To calculate the Gini coefficient can be the brown formula: G = |1-?(X{k}-X{k-1})(Y{k}-Y{k+1})|. In this formula, G is the Gini coefficient, X{k} - cumulate proportion of the population, Y{k} is the proportion of income which, in aggregate, receives X{k}. ? the summation sign. The summation is conducted according to the index k from k = 1 to k = n, where n is the number of households.

2

Also, the Gini coefficient can be calculated according to the formula of the Gini: G = ?(?|y{i}-y{j}|)/(2*(n^2)*||y||), y{k} is the proportion of household income in the total income ||y|| arithmetic average share of household income. The first sign of summation leads to the summation over index i from i = 1 to i = n, the second (in brackets) is the index j from j = 1 to j = n, where n is the number of households as in formula brown.

3

The smaller the Gini coefficient, the less stratification among selected groups.

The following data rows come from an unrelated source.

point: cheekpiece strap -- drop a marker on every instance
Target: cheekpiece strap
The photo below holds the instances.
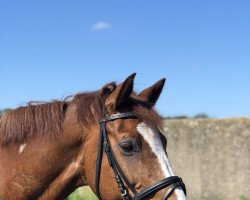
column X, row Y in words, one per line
column 117, row 116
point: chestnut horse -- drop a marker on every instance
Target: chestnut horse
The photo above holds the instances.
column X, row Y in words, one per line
column 48, row 150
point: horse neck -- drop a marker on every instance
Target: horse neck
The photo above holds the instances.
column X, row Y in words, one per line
column 71, row 149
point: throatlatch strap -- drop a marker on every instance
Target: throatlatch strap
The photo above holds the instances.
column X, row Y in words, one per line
column 99, row 160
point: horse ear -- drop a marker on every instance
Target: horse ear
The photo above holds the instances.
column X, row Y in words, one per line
column 151, row 94
column 121, row 93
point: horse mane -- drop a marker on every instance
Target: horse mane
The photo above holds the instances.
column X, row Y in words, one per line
column 46, row 118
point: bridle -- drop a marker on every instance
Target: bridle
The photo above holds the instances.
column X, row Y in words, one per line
column 172, row 182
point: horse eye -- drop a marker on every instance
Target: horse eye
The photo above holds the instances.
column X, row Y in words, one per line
column 127, row 146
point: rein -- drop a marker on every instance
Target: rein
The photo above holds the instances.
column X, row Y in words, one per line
column 172, row 182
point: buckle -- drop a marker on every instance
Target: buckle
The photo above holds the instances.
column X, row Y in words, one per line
column 124, row 193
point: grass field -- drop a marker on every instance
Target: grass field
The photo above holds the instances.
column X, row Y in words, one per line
column 82, row 194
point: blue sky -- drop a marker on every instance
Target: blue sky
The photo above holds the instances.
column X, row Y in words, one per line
column 50, row 49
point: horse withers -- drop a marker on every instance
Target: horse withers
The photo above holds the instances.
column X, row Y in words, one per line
column 47, row 150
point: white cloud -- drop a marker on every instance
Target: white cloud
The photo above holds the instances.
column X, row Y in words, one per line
column 100, row 26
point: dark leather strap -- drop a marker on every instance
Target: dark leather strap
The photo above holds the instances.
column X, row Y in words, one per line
column 160, row 185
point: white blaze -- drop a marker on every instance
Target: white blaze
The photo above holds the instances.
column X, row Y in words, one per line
column 21, row 148
column 153, row 139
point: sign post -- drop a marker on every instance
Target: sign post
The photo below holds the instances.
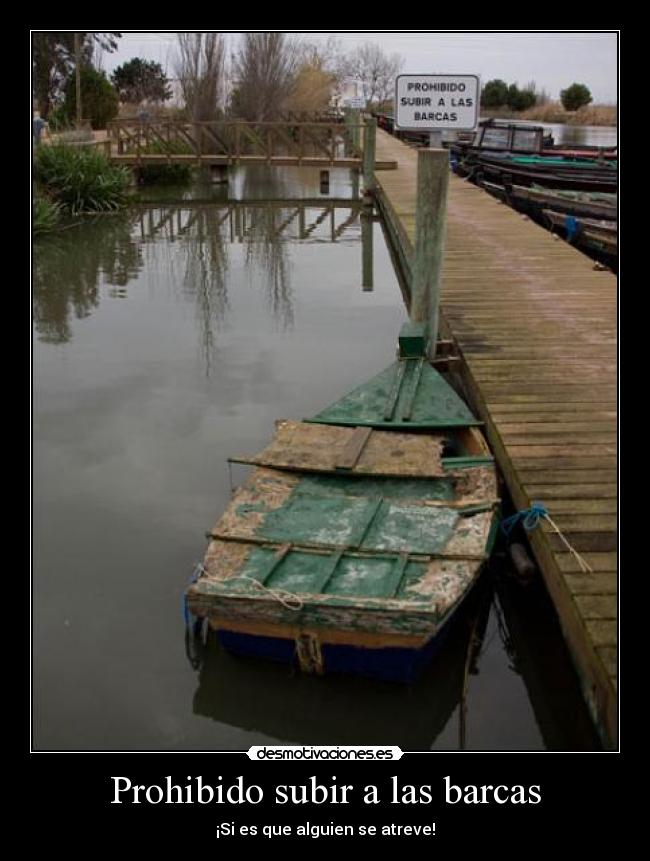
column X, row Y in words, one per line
column 436, row 103
column 433, row 103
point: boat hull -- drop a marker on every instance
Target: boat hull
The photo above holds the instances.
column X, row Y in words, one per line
column 393, row 663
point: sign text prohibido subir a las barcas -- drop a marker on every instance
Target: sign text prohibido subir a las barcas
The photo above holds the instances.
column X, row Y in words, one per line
column 437, row 102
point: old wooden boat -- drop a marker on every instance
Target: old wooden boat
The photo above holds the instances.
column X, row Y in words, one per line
column 601, row 235
column 510, row 169
column 535, row 199
column 359, row 531
column 500, row 136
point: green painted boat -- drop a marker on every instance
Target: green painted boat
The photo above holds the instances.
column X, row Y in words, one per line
column 358, row 532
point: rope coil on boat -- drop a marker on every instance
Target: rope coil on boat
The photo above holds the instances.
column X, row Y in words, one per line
column 530, row 519
column 288, row 599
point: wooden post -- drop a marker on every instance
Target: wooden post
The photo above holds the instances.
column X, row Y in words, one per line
column 366, row 251
column 430, row 222
column 369, row 141
column 356, row 130
column 77, row 75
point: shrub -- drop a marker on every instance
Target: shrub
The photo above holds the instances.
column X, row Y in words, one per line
column 45, row 215
column 575, row 97
column 519, row 100
column 494, row 94
column 80, row 179
column 99, row 100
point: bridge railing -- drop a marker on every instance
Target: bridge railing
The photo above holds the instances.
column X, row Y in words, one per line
column 236, row 140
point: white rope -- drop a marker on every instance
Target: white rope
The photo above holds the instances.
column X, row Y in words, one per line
column 584, row 567
column 288, row 599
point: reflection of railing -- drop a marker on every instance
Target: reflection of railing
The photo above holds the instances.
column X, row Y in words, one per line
column 230, row 142
column 297, row 220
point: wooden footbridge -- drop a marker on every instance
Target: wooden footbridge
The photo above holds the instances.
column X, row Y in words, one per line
column 303, row 220
column 220, row 144
column 534, row 324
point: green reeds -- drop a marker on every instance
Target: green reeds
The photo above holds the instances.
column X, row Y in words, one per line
column 45, row 215
column 80, row 179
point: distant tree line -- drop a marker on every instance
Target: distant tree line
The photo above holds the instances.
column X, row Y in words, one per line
column 498, row 94
column 267, row 75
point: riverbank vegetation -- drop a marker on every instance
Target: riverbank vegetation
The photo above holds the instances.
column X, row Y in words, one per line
column 45, row 215
column 554, row 113
column 502, row 101
column 80, row 179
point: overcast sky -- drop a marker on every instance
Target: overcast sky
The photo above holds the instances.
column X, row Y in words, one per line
column 552, row 59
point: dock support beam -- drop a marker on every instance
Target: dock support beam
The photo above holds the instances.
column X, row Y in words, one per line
column 369, row 145
column 367, row 250
column 430, row 223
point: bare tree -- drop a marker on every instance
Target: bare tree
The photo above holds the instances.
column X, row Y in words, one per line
column 265, row 70
column 200, row 68
column 327, row 60
column 375, row 70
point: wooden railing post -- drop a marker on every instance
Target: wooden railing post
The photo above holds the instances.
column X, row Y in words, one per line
column 369, row 144
column 430, row 223
column 356, row 130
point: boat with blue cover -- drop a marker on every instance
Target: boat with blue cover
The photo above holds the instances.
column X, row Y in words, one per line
column 359, row 531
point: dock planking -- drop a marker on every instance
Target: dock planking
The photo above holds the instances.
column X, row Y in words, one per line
column 536, row 327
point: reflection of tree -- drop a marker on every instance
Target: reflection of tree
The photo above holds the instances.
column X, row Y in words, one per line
column 266, row 249
column 206, row 271
column 67, row 267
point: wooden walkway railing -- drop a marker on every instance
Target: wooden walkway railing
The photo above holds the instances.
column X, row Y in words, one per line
column 535, row 326
column 233, row 140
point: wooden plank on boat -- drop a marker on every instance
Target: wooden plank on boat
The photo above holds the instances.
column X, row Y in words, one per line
column 408, row 394
column 353, row 448
column 275, row 507
column 308, row 447
column 387, row 593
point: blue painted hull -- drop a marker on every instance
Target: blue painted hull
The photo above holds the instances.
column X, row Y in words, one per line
column 389, row 664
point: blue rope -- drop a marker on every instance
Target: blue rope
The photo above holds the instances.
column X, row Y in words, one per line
column 530, row 518
column 572, row 226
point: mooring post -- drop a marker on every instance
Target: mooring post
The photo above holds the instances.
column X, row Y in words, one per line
column 369, row 145
column 430, row 221
column 356, row 130
column 366, row 250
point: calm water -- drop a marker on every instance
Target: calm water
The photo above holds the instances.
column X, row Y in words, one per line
column 165, row 340
column 606, row 136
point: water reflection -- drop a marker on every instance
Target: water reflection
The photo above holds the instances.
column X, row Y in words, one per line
column 275, row 701
column 70, row 264
column 442, row 711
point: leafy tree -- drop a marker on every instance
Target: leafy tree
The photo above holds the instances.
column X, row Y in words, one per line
column 53, row 60
column 494, row 94
column 99, row 99
column 139, row 79
column 574, row 97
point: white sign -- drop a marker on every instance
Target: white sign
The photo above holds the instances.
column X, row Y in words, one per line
column 436, row 102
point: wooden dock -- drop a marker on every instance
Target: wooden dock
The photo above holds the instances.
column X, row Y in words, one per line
column 535, row 324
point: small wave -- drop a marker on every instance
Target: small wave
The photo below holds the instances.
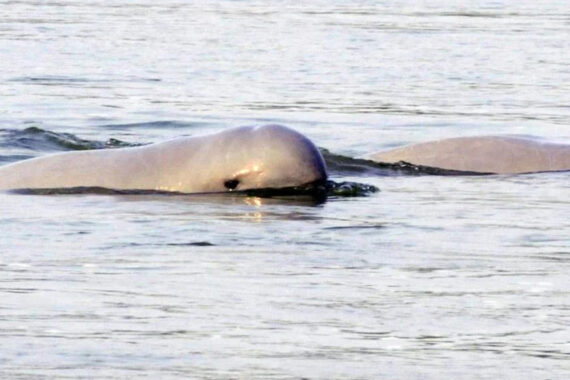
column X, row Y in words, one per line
column 344, row 165
column 38, row 139
column 317, row 190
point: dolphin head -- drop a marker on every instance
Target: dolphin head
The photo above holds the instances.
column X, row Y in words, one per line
column 261, row 157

To calculate the Gini coefficient not only in the framework of the entire state. For example, it is possible to calculate the Gini coefficient for different groups of the population - residents of the city and the village; employees of private and state enterprises, etc.

**Ratio**of the Gini one set may differ depending on the conditions of the calculation. The greater the number of (groups of) quantiles, which divided the totality in the calculation, the greater the Gini coefficient.It is also important to remember that the Gini coefficient does not take into account sources of income.# Advice 2: How to calculate arithmetic mean

**Secondary**arithmetic, which is sometimes simply called the average, is one of the important concepts in mathematics and statistics.

**The average**arithmetic mean of any set of values is by means of two successive operations using a calculator.

You will need

- Calculator

Instruction

1

To begin, add up all the numbers from the set for which you want to find the arithmetic mean. For example, you are given a sequence of five numbers: 8, 17, 22, 14 and 29. In this case, the first step in the calculation of the arithmetic mean is finding the sum of these numbers: 8 + 17 + 22 + 14 + 29 = 90.

2

Now, when the amount is found, divide it by the number of summed numbers. In our set had 5 numbers, so we divide 90 by 5. 90 : 5 = 18. The resulting number will be the average of the original set of numbers.

Note

The arithmetic mean is intended to describe the Central tendency, however, is sometimes hindered by the influence of "large deviations". For example, the arithmetic mean of a set of numbers 2, 1, 1, 2, 1, 11 shall be three, whereas most of the elements of the series (five of six) is clearly below this value.